A river in between two fields
In areas with frequent droughts or limited water availability, many producers are conserving water by adopting more efficient irrigation systems combined with improved soil management practices. Photo by Lance Cheung, USDA

Farmers and ranchers in many parts of the country are taking steps to make irrigation systems more efficient and cost effective. Regardless of which irrigation system you use, there are common ways to improve your management of irrigation water.

  • Improve soil health. The soil management practices described in this bulletin increase organic matter, aggregation, infiltration, waterholding capacity and rooting volume. They reduce crusting, erosion and surface evaporation. All of this maximizes a crop’s ability to use the irrigation water you apply.
  • Use water conservatively. Schedule irrigation times and amounts based on data from soil moisture sensors and weather forecasts, and based on the needs of the crop at different growth stages. Work with local specialists to determine the best ways to integrate sensor technologies on your farm. There may be other ways to modify your irrigation system to make it more efficient or opportunities to replace one system for another. Careful water management can also help manage salinity issues.
  • Harvest and reuse water. Water storage systems can be used to catch and store rainwater to supplement your needs, depending on your state and farming circumstances. If available, explore options for using good-quality recycled wastewater.

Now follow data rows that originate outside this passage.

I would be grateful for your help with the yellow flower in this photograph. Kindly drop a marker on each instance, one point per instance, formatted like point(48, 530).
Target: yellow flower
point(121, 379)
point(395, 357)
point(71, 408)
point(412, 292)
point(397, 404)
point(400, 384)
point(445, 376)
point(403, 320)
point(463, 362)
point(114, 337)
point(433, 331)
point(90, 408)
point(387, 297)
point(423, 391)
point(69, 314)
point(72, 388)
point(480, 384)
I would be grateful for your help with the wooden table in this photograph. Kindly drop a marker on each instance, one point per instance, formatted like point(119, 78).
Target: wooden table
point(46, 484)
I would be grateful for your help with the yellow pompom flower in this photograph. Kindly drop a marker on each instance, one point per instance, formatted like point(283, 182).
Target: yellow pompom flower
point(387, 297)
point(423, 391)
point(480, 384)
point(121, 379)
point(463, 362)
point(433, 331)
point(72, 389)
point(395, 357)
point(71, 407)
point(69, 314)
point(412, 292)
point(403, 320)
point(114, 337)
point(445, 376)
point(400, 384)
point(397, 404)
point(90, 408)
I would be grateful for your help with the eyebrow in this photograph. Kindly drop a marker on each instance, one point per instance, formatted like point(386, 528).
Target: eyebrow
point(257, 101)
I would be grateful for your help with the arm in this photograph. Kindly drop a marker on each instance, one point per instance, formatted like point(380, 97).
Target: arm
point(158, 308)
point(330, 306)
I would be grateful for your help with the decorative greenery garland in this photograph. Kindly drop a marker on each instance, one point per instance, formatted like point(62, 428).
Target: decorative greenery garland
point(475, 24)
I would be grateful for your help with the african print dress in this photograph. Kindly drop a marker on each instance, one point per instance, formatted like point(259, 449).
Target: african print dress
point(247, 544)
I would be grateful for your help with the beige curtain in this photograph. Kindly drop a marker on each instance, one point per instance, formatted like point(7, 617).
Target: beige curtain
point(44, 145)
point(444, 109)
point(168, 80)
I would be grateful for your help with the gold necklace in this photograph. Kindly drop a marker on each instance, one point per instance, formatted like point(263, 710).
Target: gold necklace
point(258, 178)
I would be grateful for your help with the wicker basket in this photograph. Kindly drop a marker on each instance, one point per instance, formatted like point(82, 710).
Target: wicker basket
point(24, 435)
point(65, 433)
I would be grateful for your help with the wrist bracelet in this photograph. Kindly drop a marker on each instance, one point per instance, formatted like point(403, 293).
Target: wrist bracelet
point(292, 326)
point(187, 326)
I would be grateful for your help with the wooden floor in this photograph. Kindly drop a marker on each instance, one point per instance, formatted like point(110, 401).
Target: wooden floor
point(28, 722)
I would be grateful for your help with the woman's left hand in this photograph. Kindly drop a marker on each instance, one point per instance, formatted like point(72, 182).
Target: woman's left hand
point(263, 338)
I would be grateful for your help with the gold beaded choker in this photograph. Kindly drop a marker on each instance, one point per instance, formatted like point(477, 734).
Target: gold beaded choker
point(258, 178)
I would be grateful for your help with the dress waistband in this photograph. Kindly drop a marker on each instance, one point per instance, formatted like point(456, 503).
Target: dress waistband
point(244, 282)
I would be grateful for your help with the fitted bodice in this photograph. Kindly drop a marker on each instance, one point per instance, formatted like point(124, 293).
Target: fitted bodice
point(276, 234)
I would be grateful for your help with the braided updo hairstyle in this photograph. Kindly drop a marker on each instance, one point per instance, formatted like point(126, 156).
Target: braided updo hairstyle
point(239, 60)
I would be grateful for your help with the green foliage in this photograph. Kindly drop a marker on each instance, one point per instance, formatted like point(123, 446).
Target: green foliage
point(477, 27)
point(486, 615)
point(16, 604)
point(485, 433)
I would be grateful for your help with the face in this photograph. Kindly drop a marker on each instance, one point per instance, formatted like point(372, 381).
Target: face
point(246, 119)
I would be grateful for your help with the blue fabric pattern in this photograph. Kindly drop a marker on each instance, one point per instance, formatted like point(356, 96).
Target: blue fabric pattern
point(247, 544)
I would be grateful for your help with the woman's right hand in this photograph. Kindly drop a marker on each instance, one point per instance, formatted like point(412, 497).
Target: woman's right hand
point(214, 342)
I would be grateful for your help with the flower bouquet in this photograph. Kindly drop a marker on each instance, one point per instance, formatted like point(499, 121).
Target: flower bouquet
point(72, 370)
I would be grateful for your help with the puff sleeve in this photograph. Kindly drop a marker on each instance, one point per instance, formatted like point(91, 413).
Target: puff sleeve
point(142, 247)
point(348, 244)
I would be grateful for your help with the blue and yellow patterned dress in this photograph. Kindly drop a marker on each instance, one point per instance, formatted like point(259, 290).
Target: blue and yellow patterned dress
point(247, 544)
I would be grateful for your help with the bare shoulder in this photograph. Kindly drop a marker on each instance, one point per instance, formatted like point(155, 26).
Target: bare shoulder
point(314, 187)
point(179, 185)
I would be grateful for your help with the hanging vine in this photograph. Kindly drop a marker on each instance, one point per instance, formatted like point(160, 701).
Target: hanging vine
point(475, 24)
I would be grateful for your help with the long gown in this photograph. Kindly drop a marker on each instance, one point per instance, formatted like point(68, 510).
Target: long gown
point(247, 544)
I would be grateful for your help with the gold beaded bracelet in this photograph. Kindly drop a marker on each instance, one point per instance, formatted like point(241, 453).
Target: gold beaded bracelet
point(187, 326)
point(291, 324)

EPA’s Guidelines for Water Reuse may help you find out your state’s regulations.

Contact an NRCS technical service specialist to develop an irrigation management plan that will control volume, frequency and flow rate to promote desired crop response, optimize water use, improve water quality, minimize irrigation-induced soil erosion, manage salts in the root zone and reduce energy consumption.

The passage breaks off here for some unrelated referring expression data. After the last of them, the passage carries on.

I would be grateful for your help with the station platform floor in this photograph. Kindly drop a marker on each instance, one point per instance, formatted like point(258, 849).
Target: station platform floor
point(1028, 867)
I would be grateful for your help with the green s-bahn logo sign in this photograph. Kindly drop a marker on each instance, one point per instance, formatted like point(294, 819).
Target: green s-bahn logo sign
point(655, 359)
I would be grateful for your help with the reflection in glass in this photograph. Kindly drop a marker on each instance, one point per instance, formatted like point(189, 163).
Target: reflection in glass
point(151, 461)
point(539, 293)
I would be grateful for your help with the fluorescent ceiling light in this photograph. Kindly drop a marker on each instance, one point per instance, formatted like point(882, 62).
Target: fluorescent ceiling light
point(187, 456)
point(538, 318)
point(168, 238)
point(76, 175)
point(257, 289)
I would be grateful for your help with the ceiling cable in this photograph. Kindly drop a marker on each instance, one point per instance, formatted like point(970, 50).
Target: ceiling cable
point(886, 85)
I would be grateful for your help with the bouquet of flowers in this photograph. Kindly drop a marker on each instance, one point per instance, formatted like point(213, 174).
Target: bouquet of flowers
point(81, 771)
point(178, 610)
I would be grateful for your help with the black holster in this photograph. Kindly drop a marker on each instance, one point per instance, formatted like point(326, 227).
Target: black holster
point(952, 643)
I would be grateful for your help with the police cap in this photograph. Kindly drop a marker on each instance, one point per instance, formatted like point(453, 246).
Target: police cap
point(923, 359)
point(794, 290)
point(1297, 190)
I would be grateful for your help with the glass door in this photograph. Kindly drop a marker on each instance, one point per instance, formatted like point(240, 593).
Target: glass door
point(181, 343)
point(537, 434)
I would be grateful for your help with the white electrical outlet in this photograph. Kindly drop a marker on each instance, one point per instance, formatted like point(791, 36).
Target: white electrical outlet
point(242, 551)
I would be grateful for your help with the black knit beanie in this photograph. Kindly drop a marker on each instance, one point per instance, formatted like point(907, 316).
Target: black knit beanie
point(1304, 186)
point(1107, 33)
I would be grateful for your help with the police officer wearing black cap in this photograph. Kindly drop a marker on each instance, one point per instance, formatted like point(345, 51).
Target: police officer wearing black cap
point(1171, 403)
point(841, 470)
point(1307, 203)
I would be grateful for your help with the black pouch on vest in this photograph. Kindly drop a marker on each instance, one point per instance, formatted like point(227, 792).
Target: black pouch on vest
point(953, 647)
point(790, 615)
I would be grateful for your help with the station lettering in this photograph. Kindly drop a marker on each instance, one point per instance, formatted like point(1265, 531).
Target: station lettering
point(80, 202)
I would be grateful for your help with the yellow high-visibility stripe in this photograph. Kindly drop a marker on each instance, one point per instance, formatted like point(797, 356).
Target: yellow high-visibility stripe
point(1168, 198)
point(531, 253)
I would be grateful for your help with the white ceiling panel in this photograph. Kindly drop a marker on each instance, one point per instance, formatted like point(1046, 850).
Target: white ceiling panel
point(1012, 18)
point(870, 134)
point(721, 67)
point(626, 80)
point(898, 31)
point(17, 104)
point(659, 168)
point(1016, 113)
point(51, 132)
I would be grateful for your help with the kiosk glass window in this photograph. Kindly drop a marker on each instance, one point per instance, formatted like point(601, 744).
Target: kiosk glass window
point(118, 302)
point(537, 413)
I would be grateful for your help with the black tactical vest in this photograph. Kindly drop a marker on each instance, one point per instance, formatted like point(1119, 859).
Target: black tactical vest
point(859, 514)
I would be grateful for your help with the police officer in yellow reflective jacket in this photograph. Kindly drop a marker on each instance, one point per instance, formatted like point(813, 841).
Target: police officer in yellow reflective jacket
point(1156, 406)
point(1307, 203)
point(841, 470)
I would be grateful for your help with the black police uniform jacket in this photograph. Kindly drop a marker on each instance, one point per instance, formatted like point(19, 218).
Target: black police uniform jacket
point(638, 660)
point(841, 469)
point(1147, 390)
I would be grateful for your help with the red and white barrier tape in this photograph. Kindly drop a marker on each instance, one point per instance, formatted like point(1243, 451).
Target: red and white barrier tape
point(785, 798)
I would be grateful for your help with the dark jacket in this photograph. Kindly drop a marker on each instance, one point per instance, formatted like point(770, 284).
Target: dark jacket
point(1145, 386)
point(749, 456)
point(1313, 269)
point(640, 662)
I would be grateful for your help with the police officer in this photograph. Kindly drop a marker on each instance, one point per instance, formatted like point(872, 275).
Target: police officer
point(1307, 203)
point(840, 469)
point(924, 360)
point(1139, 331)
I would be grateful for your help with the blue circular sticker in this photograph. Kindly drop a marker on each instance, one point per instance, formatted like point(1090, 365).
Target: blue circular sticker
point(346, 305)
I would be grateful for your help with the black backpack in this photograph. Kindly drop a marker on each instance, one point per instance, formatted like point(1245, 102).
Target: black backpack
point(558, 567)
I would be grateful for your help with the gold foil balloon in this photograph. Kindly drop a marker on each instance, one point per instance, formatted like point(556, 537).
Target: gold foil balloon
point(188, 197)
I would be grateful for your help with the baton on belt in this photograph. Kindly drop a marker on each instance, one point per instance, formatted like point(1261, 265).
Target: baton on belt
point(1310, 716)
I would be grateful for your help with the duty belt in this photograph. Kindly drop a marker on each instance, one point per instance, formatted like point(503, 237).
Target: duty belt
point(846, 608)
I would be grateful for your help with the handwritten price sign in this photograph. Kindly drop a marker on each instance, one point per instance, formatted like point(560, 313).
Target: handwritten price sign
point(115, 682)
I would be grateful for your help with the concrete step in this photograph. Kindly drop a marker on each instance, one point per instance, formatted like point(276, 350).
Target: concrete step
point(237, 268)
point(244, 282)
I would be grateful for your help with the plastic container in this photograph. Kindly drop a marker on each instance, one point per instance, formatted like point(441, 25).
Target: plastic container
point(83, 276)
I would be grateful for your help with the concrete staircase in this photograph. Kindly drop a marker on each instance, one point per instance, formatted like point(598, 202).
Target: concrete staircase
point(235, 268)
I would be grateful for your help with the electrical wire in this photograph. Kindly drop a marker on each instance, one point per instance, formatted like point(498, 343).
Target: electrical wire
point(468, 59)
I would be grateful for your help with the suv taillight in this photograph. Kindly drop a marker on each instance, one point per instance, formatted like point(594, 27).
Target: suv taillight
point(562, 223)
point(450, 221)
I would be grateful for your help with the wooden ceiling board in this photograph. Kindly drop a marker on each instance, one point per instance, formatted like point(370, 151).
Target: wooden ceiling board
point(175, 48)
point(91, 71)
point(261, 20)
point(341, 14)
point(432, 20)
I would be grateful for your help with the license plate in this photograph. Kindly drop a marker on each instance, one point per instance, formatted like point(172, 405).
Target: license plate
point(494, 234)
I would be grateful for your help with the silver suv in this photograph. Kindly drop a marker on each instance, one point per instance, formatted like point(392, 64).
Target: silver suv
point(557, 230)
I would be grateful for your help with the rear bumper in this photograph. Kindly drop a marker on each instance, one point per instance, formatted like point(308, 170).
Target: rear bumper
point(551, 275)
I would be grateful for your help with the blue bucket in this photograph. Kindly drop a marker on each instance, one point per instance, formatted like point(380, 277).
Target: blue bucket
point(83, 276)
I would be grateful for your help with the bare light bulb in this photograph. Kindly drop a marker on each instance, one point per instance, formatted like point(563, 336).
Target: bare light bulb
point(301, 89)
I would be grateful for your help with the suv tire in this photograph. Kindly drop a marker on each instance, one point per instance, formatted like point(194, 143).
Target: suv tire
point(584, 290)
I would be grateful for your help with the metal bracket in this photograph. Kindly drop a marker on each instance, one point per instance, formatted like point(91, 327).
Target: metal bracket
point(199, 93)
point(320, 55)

An irrigation audit may help determine what goals or outcomes are best for your individual farm. The Texas Water Conservation Implementation Task Force uses an audit with three phases: 

  • Data collection. Key information may include sketches or maps of fields, locations of water supply networks, meters or measuring points, and inventories of pumping plants. Crop types, field slope, soil types and textures, and infiltration rates are also important. Irrigation scheduling method, previous water use data and prior audit results can also be significant, along with well construction information and well testing records. 
  • Onsite audit. A physical irrigation audit should verify water use by assessing water and energy use efficiency across the farm. 
  • Audit report. Data gathering and onsite audit phases should provide enough information to generate a report about current equipment, recent irrigation schedules and identified water uses throughout the operation. The irrigation audit report generally provides practical options for scheduling maintenance to improve irrigation systems and serves as a guidance tool for making innovative management changes.